Healthcare systems need to adapt faster – but specialist drug costs a problem
Too many lives are still lost around the world because healthcare systems are adapting too slowly to ageing populations and growing incidence of chronic diseases.
That’s the conclusion of a new OECD report, Health at a Glance, which has collected data from 33 countries, comparing their performance against a number of key indicators.
The report found overall health expenditure continues to rise slowly in many OECD countries in line with GDP growth, although spending fell in 2013 for a third consecutive year in Italy and Portugal and a fourth in Greece.
It concluded that no country consistently performs at the top of the country ranking on key indicators of quality of care – even those that spend the most on health. There is room for improvement in all countries in the prevention, early diagnosis and treatment of different health problems.
It gave examples of the United States, which is performing well in providing acute care for people who have a heart attack or a stroke and preventing them from dying, but is not performing well in preventing avoidable hospital admissions for people with chronic conditions such as asthma and diabetes.
It says the reverse is true in Portugal, Spain and Switzerland, which have relatively low rates of hospital admissions for certain chronic conditions, but higher rates of mortality for patients admitted to hospital for a heart attack or stroke.
Finland and Sweden were found to perform well in saving the lives of people following diagnosis for cervical, breast or colorectal cancer, while Chile, Poland, the Czech Republic, the United Kingdom and Ireland were all below average.
Specialist drugs will put pressure on budgets
The report dedicated a chapter to the role of medicines in healthcare, surveying spending levels across the countries.

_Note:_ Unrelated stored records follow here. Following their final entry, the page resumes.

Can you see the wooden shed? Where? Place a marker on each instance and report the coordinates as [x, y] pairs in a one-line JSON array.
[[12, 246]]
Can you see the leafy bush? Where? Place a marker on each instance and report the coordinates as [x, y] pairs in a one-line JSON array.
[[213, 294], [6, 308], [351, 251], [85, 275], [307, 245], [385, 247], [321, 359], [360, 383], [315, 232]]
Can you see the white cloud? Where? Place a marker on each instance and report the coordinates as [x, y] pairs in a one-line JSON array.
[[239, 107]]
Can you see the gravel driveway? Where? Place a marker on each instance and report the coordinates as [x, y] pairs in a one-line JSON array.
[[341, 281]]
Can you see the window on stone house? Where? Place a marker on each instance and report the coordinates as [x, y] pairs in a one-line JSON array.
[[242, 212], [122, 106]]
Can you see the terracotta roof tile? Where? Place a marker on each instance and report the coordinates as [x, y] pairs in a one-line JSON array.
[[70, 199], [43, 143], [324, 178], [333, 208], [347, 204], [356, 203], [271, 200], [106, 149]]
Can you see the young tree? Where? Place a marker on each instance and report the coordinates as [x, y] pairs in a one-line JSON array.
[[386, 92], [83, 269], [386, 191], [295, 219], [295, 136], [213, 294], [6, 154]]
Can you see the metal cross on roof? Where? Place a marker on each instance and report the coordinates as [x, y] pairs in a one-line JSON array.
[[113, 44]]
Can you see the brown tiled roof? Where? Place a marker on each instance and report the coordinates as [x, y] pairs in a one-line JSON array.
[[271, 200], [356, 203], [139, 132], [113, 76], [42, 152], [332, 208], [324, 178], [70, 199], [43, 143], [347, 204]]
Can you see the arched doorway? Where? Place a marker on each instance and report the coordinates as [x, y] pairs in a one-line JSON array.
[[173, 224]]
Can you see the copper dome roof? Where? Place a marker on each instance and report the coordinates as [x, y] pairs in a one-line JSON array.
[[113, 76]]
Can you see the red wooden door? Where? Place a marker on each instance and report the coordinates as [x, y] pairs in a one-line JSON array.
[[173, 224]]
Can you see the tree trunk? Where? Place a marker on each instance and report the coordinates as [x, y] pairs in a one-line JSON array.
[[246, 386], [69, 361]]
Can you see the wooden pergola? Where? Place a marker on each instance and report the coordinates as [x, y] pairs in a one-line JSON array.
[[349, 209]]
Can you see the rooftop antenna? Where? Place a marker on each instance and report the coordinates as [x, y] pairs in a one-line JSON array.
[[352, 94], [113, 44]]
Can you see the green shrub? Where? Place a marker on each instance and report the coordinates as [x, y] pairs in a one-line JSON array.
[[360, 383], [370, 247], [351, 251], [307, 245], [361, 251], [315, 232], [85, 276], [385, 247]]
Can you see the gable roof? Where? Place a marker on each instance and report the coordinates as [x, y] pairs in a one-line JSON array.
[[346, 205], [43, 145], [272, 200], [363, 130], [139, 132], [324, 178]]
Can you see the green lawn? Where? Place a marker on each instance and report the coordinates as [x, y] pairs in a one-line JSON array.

In 2013, OECD countries spent an average of more than $500 per person on retail pharmaceuticals. As frequently confirmed in other studies, US spending was far higher than any other, being twice the OECD average, and more than 35 per cent higher than in Japan, the next highest spender. At the other end of the scale, Denmark spent less than half the OECD average.
The survey found that pharmaceutical spending reached around $800 billion across OECD countries in 2013, representing about 20 per cent of total healthcare spending.
While there has been a slowdown in overall spending growth, the OECD says ageing populations and the high cost of new speciality drugs for diseases like cancer and hepatitis will probably cause spending to rise again.
It highlights new specialist drugs which are forecast to make up 50 per cent or more of pharmaceutical spending growth over the next five years.
It quotes a statistic from Express Scripts, which found that specialist drugs represented just 1 per cent of total prescriptions in the US but accounted for 25 per cent of total prescription drug spending in 2012.
The report states that the wave of new treatments for hepatitis C (most notably Gilead’s Sovaldi and Harvoni) is posing ‘unprecedented challenge’ to many OECD countries, adding that the extremely high costs of orphan drug prices were also causing problems.
Stepping into the hot topic, the report authors commented: “While some of these high-price medicines bring great benefits to patients, others provide only marginal improvement in the health of patients and are not cost-effective,” and noted the increasing use of price controls and health technology assessment (HTA).
The report concludes that this situation: “challenges both the static and dynamic efficiency of pharmaceutical spending and raises questions about the best ways to align societies’ interests with those of pharmaceutical companies and investors.”